For Designers Using Claude Code
If you're a designer working with code, local models are particularly valuable for:
- Understanding component libraries: Ask endless questions about how Tailwind classes work
- CSS experimentation: Generate variations without worrying about token costs
- Design system exploration: Have Claude explain design token architectures
- Prototyping interactions: Iterate on animation code rapidly
The lower stakes of local models make them perfect for learning-oriented work where you might not know the right questions to ask yet.
★ Insight ─────────────────────────────────────
- Design exploration benefits from iteration: Unlike production code where you want it right the first time, design work benefits from trying multiple approaches.
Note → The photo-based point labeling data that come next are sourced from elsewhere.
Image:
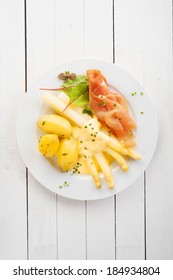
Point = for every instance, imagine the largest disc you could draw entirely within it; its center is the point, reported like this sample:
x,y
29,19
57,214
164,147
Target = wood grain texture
x,y
158,80
70,214
13,235
141,38
99,44
130,239
40,58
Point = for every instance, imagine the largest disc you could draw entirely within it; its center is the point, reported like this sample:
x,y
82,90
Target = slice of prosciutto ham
x,y
111,108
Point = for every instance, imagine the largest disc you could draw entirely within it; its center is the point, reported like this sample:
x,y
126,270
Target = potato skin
x,y
48,145
56,125
68,152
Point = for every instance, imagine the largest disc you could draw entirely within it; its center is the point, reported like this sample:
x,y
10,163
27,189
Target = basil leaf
x,y
79,79
78,91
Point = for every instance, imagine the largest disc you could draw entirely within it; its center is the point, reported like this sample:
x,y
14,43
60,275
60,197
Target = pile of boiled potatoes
x,y
58,141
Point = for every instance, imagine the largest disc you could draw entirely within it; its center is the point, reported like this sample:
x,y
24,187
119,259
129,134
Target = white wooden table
x,y
35,35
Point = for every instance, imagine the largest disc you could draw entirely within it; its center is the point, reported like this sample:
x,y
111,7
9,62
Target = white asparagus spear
x,y
93,170
119,158
105,169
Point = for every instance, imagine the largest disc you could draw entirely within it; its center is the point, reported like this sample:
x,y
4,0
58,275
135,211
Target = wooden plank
x,y
99,44
158,79
70,214
40,58
130,204
12,170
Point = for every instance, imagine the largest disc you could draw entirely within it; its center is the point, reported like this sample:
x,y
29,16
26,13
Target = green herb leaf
x,y
79,79
77,91
82,99
87,110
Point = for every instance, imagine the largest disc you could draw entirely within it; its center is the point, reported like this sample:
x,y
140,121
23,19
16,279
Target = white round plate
x,y
82,187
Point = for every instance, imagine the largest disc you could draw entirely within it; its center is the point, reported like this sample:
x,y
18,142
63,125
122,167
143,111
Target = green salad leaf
x,y
77,90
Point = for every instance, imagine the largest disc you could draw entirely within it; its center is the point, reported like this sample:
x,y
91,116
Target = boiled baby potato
x,y
48,145
68,153
55,124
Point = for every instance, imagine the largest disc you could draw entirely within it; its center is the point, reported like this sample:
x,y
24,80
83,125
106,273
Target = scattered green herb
x,y
102,103
87,110
133,94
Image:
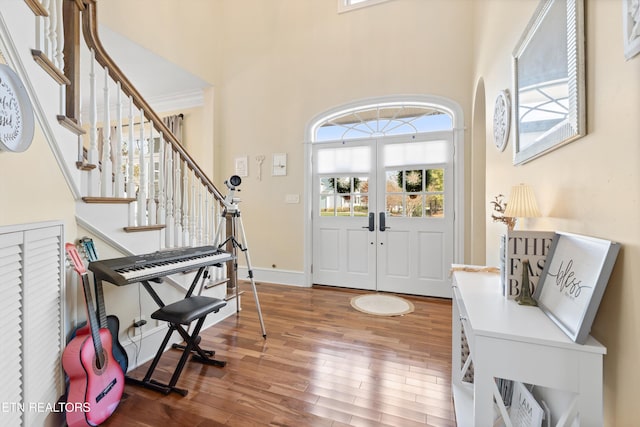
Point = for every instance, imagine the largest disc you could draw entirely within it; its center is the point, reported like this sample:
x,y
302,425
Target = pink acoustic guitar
x,y
96,381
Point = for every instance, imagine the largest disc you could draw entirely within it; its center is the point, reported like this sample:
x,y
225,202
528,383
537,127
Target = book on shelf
x,y
518,246
525,411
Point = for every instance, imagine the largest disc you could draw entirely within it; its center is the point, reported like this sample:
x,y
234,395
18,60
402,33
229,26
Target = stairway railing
x,y
147,163
144,165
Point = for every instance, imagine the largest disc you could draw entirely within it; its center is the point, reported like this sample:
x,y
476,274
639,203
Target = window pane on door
x,y
344,196
415,193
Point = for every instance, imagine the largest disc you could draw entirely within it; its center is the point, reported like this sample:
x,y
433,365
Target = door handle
x,y
371,225
382,221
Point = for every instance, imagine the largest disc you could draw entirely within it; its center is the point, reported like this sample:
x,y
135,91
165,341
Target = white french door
x,y
383,213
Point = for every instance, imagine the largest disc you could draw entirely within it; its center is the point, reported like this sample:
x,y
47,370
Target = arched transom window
x,y
382,120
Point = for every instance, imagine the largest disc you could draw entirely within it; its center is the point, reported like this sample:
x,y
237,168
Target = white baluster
x,y
185,206
41,30
200,219
142,187
106,181
131,145
117,164
206,230
53,32
93,155
169,230
151,205
177,199
46,30
161,177
60,35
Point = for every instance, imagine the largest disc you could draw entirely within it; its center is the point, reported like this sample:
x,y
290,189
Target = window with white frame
x,y
347,5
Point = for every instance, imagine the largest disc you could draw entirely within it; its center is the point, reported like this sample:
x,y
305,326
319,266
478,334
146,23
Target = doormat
x,y
382,305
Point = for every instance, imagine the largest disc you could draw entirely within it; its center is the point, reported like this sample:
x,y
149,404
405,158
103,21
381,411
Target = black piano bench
x,y
179,313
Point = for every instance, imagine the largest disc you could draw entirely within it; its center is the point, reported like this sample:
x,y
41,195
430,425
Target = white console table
x,y
518,343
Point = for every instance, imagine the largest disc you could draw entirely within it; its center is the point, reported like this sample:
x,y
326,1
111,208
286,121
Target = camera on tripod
x,y
232,184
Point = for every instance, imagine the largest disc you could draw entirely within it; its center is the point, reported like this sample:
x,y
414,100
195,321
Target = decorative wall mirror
x,y
549,83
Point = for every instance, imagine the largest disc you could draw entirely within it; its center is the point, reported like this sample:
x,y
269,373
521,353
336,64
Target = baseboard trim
x,y
281,277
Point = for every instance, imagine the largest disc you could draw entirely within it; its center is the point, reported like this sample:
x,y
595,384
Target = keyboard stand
x,y
177,315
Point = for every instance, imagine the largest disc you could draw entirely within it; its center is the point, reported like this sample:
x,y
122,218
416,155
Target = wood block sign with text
x,y
521,245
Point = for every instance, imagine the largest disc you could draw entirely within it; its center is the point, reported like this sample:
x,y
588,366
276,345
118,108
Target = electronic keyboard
x,y
138,268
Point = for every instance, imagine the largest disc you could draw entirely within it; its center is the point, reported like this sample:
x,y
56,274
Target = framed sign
x,y
16,112
573,281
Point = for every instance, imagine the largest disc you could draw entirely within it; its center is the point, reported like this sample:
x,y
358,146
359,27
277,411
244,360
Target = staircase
x,y
136,187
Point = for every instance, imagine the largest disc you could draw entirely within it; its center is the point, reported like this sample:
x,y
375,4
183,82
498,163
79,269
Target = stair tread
x,y
108,199
137,228
71,125
49,67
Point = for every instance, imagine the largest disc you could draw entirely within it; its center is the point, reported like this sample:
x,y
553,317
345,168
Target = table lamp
x,y
522,203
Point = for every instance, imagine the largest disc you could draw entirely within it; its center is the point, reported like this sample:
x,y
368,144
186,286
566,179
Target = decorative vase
x,y
525,298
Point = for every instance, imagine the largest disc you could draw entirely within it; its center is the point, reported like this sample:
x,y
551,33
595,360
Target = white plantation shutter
x,y
31,277
11,331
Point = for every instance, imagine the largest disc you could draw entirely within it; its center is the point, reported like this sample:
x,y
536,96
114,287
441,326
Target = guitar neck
x,y
93,322
102,313
92,255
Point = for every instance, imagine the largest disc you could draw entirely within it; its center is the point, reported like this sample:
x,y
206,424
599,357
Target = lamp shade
x,y
522,203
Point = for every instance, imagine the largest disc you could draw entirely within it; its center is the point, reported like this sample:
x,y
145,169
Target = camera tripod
x,y
232,209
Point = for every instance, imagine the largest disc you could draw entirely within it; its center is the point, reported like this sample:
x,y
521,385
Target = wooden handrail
x,y
90,31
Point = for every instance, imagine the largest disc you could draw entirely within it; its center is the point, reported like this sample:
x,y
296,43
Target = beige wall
x,y
590,186
33,188
276,64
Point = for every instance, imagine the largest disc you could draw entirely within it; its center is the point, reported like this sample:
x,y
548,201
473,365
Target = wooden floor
x,y
322,364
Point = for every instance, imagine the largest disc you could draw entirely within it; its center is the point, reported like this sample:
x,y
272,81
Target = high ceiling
x,y
165,85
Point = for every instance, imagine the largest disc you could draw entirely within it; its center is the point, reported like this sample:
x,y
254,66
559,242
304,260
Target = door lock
x,y
382,221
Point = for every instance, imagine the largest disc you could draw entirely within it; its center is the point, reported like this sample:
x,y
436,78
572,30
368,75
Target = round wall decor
x,y
16,112
501,120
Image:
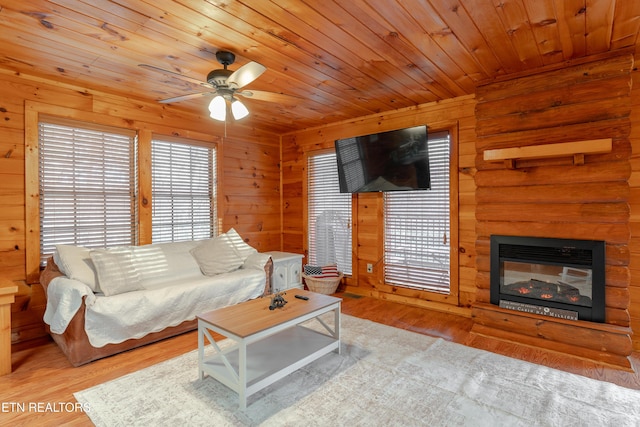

Local models enable this experimentation mindset.
- Component understanding: Having Claude explain existing component code helps bridge the designer-developer gap without cost concerns.
─────────────────────────────────────────────────
Free AI assistance exists. It runs on your machine, respects your privacy, and enables the kind of exploratory work that makes AI assistants truly transformative. The setup takes ten minutes. The workflow change takes a day to internalize. The impact on how you learn and experiment with code lasts much longer.
Start with ollama pull qwen3-coder and see where curiosity takes you.